Try and upgrade to business class, otherwise water, walks aroudn the cabin, no carbs, go easy on the alcoholic beverages, noise canceling headphones, always take a scarf that can double as a blanket/roll up to help more your seat more comfy and don’t forget eye cream – Nicola C

2 thoughts on “How to master the long flight to New Zealand

  1. My family laughs at me during long plane flights. Unfortunately, the new aircraft 777 that fly to NZ are not as fun as the 747’s and I’ll explain. To make the flight as enjoyable as possible. I get out of my seat and wait in line at the bathrooms. While in line I chat with passengers (most are happy to talk). It’s fun to speak with Kiwis and foreign visitors. I give out tips and advise for visitors to NZ, things to do and see that’s not always in the guide books. I’ve talked way across the Pacific on countless trips often departing the plane while waving to folks I’d yarned away with for hours. My wife and kids often tell their version of the story quite different to mine. I walk into stores in NZ, restaurants and bars and strike up a conversation with anyone who is friendly. I live on Long Island, NY for more than 20 years and I’m from a fishing farming village called Kaiaua.
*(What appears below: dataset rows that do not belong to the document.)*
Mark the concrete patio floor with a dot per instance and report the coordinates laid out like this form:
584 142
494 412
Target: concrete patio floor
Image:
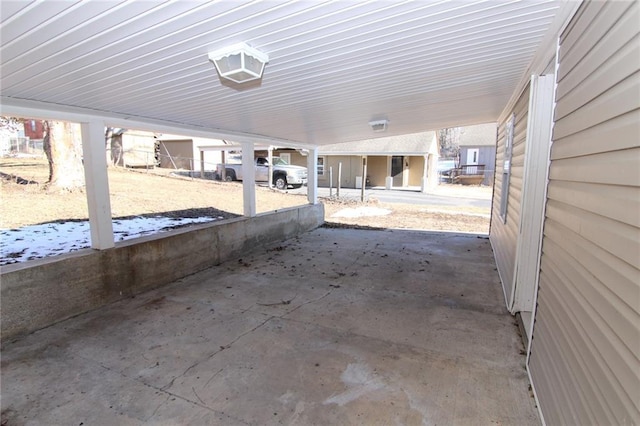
335 327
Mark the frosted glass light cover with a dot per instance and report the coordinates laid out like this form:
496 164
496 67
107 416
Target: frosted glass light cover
239 63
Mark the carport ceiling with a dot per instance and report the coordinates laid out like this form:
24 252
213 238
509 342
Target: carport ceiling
334 66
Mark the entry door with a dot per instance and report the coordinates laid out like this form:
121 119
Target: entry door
262 170
472 159
397 167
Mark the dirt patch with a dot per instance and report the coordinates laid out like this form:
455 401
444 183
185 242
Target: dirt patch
25 201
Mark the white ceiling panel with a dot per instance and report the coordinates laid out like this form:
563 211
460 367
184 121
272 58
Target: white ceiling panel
334 65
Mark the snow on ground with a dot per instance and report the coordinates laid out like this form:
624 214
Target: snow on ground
361 212
51 239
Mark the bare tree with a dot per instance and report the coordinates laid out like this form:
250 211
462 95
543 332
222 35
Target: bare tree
449 140
62 145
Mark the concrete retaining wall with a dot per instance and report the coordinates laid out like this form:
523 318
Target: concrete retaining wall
42 292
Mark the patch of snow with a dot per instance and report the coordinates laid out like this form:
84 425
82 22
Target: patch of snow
51 239
361 212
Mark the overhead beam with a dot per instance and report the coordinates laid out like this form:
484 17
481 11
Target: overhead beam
44 110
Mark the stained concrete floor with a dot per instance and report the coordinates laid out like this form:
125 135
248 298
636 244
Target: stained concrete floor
336 327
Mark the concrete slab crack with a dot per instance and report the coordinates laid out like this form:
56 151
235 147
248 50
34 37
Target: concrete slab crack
306 303
222 347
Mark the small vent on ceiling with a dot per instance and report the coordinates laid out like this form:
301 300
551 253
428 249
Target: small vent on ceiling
379 125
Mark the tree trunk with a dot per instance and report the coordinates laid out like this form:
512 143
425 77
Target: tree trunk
63 147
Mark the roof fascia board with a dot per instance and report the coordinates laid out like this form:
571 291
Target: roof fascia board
48 111
377 153
545 53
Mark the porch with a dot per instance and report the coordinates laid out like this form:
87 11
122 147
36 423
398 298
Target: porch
336 326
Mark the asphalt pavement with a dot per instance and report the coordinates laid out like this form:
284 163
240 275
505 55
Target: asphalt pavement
439 196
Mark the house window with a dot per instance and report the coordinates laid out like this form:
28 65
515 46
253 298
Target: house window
506 168
286 157
321 166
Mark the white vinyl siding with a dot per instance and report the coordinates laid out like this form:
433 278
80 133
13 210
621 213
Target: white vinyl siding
585 352
504 236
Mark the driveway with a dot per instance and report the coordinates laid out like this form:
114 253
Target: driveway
442 195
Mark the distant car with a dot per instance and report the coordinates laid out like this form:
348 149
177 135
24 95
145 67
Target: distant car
445 166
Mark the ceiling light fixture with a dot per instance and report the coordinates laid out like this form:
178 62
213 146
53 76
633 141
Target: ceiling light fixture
239 63
379 125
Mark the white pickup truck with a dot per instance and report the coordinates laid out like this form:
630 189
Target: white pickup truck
284 174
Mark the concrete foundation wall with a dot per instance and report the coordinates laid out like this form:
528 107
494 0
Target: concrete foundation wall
42 292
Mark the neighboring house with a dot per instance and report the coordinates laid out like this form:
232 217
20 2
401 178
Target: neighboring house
34 129
565 226
133 148
180 152
391 162
478 147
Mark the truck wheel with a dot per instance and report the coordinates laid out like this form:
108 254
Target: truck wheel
280 182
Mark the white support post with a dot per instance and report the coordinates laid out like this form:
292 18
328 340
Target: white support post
388 180
249 179
270 171
425 178
201 164
97 184
312 176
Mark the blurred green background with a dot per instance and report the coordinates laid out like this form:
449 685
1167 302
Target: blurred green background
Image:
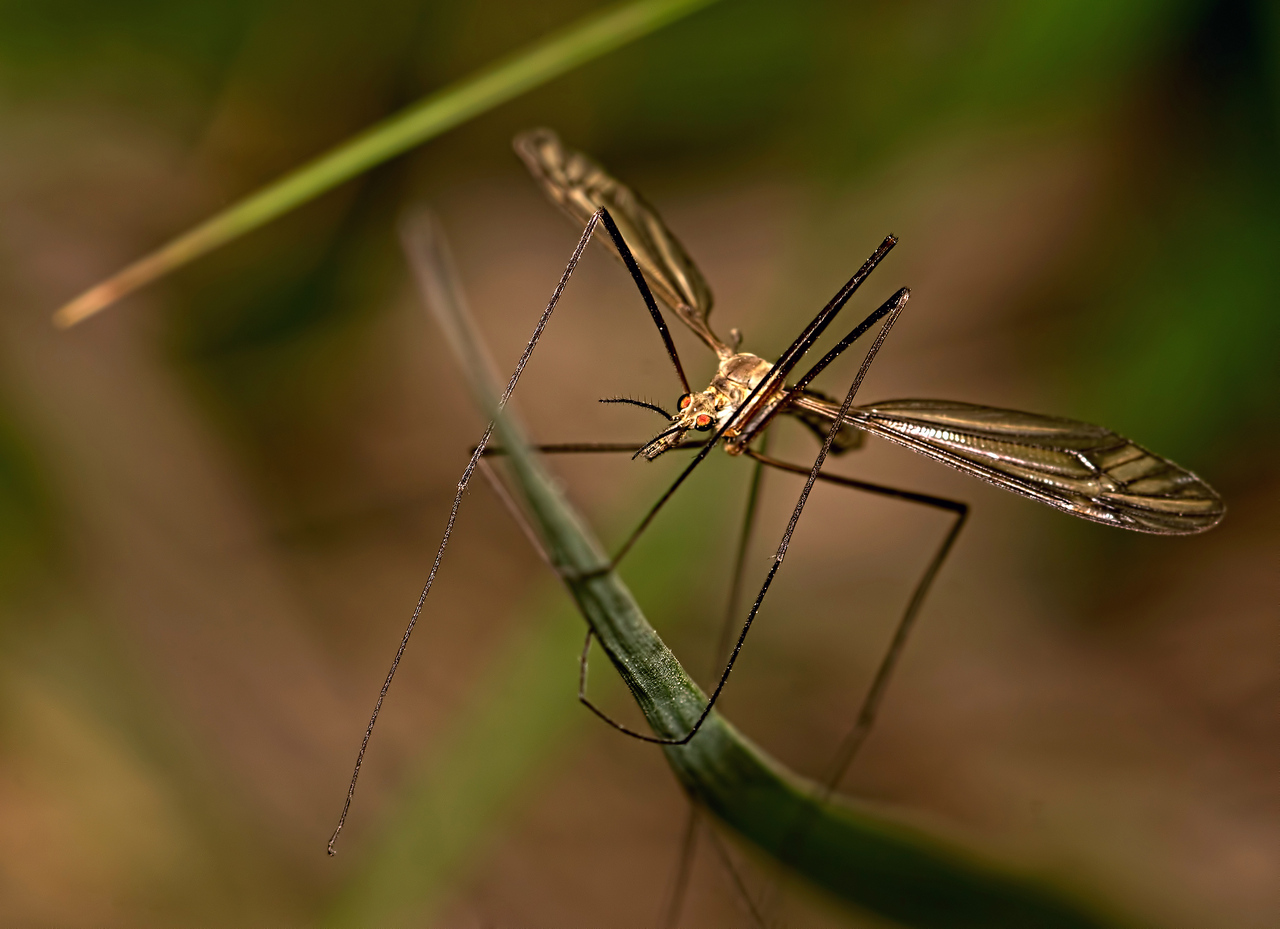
219 499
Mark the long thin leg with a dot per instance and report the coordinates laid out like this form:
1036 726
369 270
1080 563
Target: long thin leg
684 866
736 878
438 280
744 544
689 847
871 704
868 710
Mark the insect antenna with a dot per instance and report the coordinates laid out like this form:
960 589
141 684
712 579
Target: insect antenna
656 439
654 407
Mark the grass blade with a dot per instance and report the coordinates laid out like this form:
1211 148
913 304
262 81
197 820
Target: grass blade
864 855
549 58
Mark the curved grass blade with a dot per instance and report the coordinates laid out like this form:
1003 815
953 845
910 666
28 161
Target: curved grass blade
864 855
549 58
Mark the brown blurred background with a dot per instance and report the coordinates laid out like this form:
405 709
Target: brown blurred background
219 499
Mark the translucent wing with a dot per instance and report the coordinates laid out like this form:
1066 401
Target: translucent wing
580 187
1084 470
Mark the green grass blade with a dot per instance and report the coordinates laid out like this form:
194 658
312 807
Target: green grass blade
549 58
864 855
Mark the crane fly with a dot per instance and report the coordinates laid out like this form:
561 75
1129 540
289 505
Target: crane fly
1079 468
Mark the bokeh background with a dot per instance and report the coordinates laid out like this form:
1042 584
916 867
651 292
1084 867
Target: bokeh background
219 499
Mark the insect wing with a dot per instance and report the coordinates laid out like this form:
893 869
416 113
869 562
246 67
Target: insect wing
580 187
1080 468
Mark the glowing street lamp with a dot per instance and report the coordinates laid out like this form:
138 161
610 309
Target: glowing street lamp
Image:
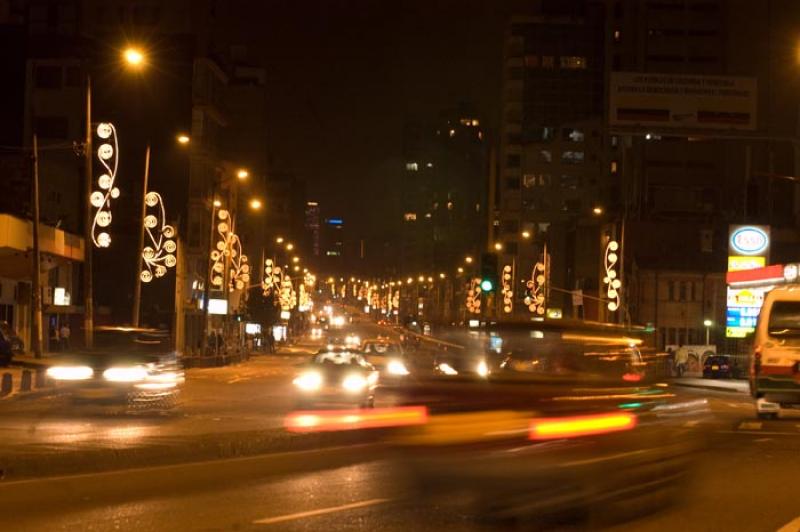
133 57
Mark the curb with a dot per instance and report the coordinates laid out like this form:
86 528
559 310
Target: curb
127 484
21 463
18 381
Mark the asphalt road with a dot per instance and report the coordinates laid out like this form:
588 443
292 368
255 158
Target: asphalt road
744 481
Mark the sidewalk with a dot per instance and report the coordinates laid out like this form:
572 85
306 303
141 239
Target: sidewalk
720 385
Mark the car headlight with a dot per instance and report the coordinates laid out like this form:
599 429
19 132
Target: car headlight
309 381
70 373
447 369
396 367
125 374
354 383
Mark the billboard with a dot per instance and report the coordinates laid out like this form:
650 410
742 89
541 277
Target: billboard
682 101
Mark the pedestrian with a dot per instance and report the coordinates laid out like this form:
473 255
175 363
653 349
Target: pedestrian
64 335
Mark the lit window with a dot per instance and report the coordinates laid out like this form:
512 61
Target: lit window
572 157
573 135
572 62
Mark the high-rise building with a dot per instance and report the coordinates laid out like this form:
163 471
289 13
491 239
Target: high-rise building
443 197
589 154
312 227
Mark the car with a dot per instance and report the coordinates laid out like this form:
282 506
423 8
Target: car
561 429
336 376
717 367
134 367
388 358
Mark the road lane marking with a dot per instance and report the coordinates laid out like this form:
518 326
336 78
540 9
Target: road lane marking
792 526
321 511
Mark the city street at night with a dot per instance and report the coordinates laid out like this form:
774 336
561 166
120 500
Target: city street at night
413 265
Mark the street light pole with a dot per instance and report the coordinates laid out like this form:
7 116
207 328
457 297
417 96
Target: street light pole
36 341
88 302
137 294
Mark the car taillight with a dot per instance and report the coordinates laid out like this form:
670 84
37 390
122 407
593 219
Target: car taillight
572 427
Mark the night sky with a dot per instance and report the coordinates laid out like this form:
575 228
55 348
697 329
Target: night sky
344 76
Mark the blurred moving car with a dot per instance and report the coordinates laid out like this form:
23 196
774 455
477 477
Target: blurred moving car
569 424
131 366
336 375
388 358
775 365
717 367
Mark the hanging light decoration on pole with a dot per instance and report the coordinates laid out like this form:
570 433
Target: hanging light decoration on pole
159 254
108 155
613 284
535 299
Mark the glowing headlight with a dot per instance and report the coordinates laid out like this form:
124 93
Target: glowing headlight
396 367
354 383
309 381
447 369
70 373
122 374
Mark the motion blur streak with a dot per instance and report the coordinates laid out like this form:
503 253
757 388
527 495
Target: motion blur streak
570 427
354 419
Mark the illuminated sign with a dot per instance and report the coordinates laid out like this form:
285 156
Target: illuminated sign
60 297
217 306
749 240
745 297
737 264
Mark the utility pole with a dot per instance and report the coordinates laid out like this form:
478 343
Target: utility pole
36 341
88 305
137 294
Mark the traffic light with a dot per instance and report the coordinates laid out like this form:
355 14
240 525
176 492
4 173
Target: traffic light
488 272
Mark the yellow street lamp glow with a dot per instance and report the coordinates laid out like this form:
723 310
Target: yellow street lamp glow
134 57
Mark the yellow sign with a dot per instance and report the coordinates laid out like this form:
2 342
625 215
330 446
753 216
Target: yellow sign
737 264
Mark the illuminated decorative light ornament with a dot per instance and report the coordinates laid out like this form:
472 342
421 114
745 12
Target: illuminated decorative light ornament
508 292
474 296
159 254
108 155
613 284
535 299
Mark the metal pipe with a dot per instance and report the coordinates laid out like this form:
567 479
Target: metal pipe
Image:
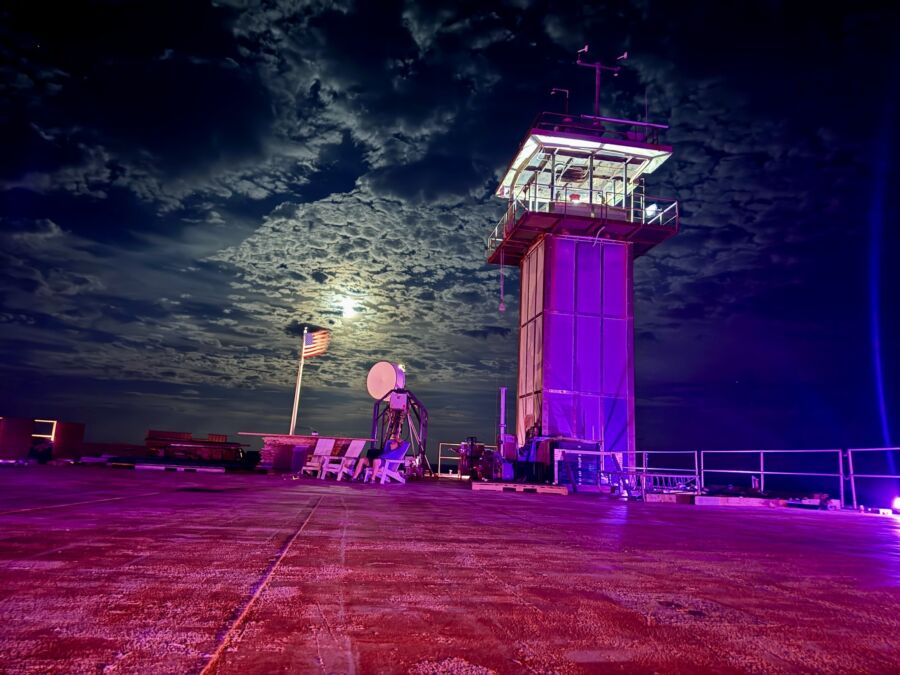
841 471
762 471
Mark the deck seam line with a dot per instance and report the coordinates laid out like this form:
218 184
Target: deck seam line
226 639
90 501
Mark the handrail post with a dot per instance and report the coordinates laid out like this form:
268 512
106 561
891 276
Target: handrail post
841 474
762 472
696 473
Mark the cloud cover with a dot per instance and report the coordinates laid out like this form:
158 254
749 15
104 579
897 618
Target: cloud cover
186 182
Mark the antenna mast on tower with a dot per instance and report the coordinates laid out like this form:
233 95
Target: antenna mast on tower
598 68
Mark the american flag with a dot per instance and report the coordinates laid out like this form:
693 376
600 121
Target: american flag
316 343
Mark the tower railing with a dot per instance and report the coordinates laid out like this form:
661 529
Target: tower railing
609 205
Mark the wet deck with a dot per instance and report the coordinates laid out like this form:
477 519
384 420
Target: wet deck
109 570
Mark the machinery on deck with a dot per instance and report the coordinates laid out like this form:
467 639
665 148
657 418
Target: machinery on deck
398 414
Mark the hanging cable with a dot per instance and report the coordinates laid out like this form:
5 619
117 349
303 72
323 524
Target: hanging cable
502 306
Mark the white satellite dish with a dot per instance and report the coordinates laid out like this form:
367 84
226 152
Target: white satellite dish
384 377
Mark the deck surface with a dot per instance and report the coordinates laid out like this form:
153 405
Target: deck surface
116 571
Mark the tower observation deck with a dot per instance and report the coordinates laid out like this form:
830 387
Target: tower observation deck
577 216
583 175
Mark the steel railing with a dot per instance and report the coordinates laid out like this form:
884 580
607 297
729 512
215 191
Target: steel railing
762 472
876 476
606 205
645 475
650 476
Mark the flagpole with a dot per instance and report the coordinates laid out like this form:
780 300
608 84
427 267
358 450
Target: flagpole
299 378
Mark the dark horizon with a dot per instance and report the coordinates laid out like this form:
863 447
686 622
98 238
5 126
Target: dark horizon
184 184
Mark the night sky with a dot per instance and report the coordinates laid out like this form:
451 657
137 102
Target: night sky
183 185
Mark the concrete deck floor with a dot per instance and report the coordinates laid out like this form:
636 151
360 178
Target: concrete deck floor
108 570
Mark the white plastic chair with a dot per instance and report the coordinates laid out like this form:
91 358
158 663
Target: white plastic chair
344 465
323 449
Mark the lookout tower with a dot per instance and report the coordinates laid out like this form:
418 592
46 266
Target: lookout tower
577 217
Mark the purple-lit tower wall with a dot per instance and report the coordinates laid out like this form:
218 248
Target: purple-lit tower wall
577 217
576 374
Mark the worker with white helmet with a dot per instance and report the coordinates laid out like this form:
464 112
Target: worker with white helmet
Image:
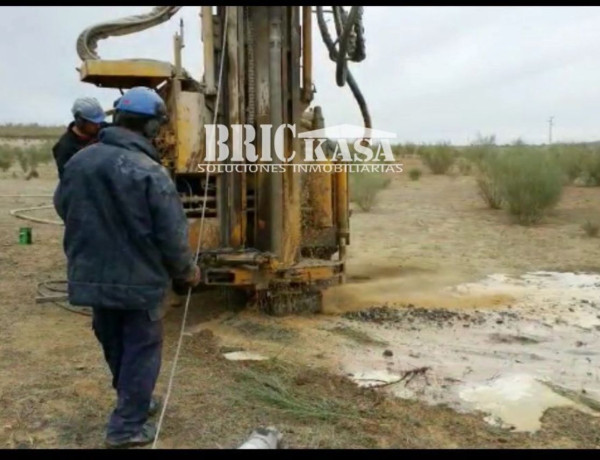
88 119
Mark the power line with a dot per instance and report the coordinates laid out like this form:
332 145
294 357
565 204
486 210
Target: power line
550 125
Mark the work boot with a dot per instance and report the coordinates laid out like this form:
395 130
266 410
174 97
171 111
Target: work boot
144 437
155 405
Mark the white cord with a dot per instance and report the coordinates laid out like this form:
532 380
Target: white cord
198 247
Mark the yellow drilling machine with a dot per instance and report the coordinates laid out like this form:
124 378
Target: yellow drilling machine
276 237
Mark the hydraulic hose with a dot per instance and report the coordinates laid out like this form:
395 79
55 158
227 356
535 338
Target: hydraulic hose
343 74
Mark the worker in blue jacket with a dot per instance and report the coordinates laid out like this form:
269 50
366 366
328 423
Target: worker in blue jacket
126 239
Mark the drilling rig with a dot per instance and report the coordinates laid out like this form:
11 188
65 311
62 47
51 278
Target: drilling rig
277 237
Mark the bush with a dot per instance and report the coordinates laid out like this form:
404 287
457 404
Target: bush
364 188
7 157
591 229
530 183
489 170
28 157
439 158
415 174
30 131
580 163
464 166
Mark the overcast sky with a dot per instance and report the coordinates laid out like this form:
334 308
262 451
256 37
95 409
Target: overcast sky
431 73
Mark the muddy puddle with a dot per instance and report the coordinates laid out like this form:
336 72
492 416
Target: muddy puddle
538 349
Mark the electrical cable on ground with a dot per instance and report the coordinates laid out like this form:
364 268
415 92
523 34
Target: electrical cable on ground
198 246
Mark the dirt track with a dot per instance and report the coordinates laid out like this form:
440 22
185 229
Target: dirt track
423 236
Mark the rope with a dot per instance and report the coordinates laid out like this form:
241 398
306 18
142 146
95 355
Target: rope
198 247
48 285
16 213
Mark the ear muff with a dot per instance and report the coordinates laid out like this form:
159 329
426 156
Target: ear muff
117 117
79 122
152 127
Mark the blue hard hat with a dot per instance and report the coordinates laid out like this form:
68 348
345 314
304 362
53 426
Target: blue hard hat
143 101
89 109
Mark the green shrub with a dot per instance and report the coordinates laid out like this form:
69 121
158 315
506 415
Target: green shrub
415 174
530 183
364 188
591 228
464 166
439 158
28 157
488 179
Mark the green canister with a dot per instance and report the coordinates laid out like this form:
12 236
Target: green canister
25 235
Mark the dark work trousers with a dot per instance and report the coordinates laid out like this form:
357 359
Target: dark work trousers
132 344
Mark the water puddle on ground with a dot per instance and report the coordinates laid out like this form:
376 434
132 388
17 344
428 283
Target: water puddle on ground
504 361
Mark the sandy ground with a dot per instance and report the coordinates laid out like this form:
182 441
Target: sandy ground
422 239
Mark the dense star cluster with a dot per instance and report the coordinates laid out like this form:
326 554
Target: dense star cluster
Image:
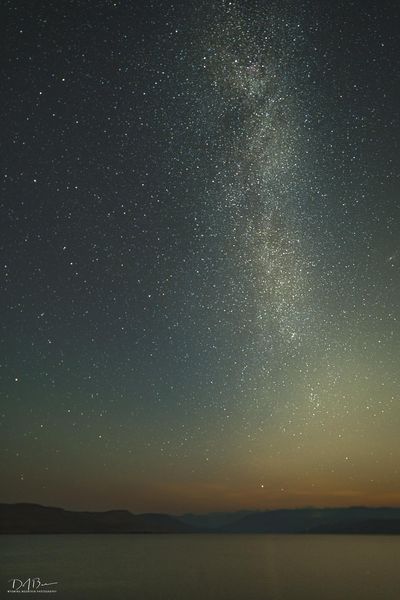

    1. Hi John, I love this idea re talking with fellow travelers and there is always someone friendly right? Boarding Air NZ flight and hearing the kiwi accent always makes me smile. Kaiaua? I had to google that, what a great spot and right btwn Akld and Coromandel. New Zealand really has some many stunning areas. I am going to write this weeks blog about things to do in NZ in the winter as was asked by an American re things to do in August. Loved to hear your non guide book ideas. Cheers!